The Law of Unintended Consequences and Plastic Bag Levy

Originally posted Friday 29th Nov 2013

Sir Isaac Newton, a maths and physics genius, widely regarded as one of history’s leading scientists, proclaimed in one of his Laws of Motion that for every action there is an equal and opposite reaction. In the world of physics, this is an observable and predictable phenomenon. In the world of human interactions, a phenomenon exists that is a rough analogy to Newton’s Third Law; given the fact it deals with the complexity of human thought, however, it produces results far less predictable and well defined.

The Law of Unintended Consequences

Plastic Bag Levy

The law of unintended consequences has been understood in principle for centuries, but it was not until the twentieth century that it was even given a name or studied in a systematic way. American sociologist Robert K. Merton was the first to do so in 1936. In general, this law states that human action — especially action taken by government in the form of laws — will almost without exception produce side effects that are not anticipated and are often contrary to the intent of the original action taken.

There is an irony involved in all of this. It seems that social scientists and economists have been aware of the law of unintended consequences — at least as a general theory — for centuries.
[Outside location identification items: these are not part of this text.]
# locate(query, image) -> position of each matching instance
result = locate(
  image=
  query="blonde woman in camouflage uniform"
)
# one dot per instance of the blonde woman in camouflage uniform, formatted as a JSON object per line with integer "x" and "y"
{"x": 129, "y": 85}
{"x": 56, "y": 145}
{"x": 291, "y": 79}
But those most able to set this law into motion, politicians, and those most affected by its consequences, the general population, continue to ignore it.

The theory of actions having unintended consequences can be placed at least as far back as the eighteenth century. Adam Smith, the Scottish pioneer of economic political thought, cited an ‘invisible hand’ at work in economic activity. In short, he recognised that people acting in their own economic interest would produce the side effect of bettering the lives of others through the services they provide in the course of making a living.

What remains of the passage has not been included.